“Whenever online payday lenders try new schemes to flout our laws and exploit New York consumers, we will take strong action to head them off at the pass,” New York Superintendent of Financial Services Benjamin Lawsky said in a statement. “VISA and MasterCard responded swiftly when we contacted them about this issue and have set a strong example today for their entire industry.”
According to reports, various Internet payday loan vendors from outside the State of New York - many of them ensconced on Native American lands and attempting to hide behind a shield of native immunity - had been accessing customer accounts through the Automated Clearing House (ACH) payment system affiliated with the banking industry.
After the New York Department of Financial Services (DFS) forwarded cease-and-desist orders to no fewer than 35 online payday lenders last summer, Internet payday loan vendors circumvented the ACH network by using debit card transactions to process loans.

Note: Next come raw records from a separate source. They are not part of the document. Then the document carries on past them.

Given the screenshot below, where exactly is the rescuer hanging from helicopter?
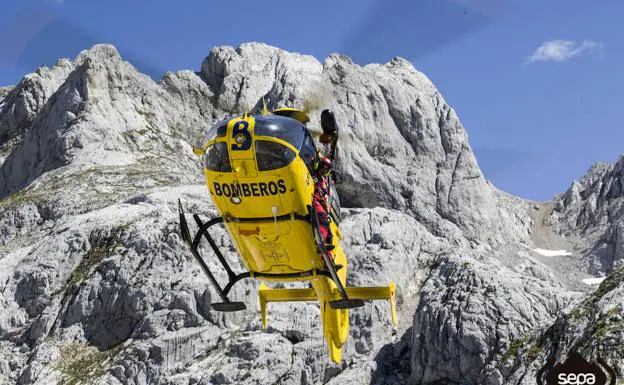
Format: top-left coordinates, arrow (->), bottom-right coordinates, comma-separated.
312,156 -> 334,259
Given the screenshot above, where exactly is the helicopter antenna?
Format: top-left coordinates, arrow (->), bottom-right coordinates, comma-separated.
262,96 -> 269,115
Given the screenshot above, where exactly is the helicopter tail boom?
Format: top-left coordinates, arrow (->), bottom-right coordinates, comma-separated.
258,282 -> 397,329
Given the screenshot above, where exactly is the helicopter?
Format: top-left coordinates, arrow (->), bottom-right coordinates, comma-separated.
178,100 -> 397,364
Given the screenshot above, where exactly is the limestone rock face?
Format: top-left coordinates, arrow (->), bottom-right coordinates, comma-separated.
0,43 -> 624,385
548,157 -> 624,276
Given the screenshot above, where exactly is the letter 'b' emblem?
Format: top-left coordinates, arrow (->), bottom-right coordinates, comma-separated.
537,353 -> 617,385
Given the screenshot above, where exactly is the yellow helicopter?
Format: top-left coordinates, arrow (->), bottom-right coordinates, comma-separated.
178,101 -> 397,364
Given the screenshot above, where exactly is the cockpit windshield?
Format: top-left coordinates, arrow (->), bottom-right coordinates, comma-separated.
254,115 -> 305,151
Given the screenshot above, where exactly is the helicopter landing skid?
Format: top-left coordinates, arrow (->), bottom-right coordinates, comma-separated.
178,199 -> 342,312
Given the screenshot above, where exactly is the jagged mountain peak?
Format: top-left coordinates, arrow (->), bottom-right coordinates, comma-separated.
0,43 -> 624,385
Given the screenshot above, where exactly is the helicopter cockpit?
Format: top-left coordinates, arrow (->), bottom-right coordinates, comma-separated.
204,115 -> 316,172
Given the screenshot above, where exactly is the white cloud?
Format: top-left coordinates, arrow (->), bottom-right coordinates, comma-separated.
525,40 -> 604,64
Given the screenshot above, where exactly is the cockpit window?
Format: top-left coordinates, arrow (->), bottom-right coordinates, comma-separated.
254,115 -> 305,150
204,142 -> 232,172
255,140 -> 297,171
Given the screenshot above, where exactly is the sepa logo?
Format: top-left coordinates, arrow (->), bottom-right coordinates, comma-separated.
537,353 -> 616,385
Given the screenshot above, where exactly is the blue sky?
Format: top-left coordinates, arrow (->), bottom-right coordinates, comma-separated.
0,0 -> 624,200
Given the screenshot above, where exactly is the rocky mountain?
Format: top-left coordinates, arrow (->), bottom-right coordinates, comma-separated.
0,43 -> 624,385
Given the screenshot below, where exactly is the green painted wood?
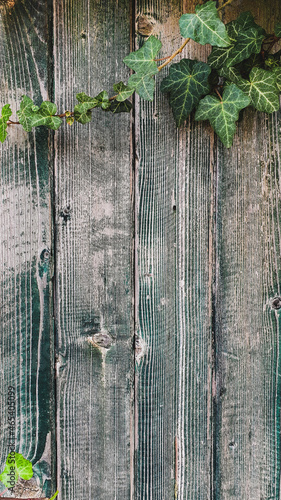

VISA Inc. and MasterCard Inc. have since agreed to help, in an effort to help shut down that avenue of processing. The credit and debit card giants have agreed to cease activity with a lender once the DFS provides evidence that the Internet payday loan provider is in violation of state laws. Under the agreement, VISA and MasterCard will also take steps to alert financial institutions that continuing to commiserate with Internet payday loan vendors constitutes a violation of state law.
“By working with us to root out this illegal conduct, VISA and MasterCard have stepped up to the plate and shown how private companies can work alongside state government to protect vulnerable New Yorkers,” said New York Governor Andrew Cuomo, in a statement. “This collaboration, along with the latest cease-and-desist letters from the Department of Financial Services, should serve to put all payday lenders on notice that illegal activity will not be tolerated in the state of New York.”
Meanwhile, the lenders are suing the states…
Meanwhile, The Montgomery Advertiser (4/29/14) reports that a trial date has been set for a lawsuit brought against the state of Alabama by a collection of small Internet payday loan vendors over the state’s attempt to establish a database that will aid in the enforcement of state limits to payday loan debt. Plaintiffs allege that state officials overstepped their authority. The Alabama State Banking Department disagrees. The case goes to trial next month in Montgomery Circuit Court.
READ MORE PAYDAY LOANS LEGAL NEWS
According to The Montgomery Advertiser, interest rates on Internet payday loans with terms ranging from 14 to 31 days can reach as high as 456 percent APR. There have been examples, however, where rates for Internet payday loans have reached 1,000 percent APR or higher, a rate that is beyond predatory, according to most critics. Many a payday loan lawsuit has been filed by plaintiffs having been taken to the cleaners through such predatory lending.
Individual states, such as New York, have also filed Internet payday lender lawsuits, given that state regulations governing the practices and rates charged by storefront lenders located within the state are not observed by online lenders operating outside the state, but targeting state constituents.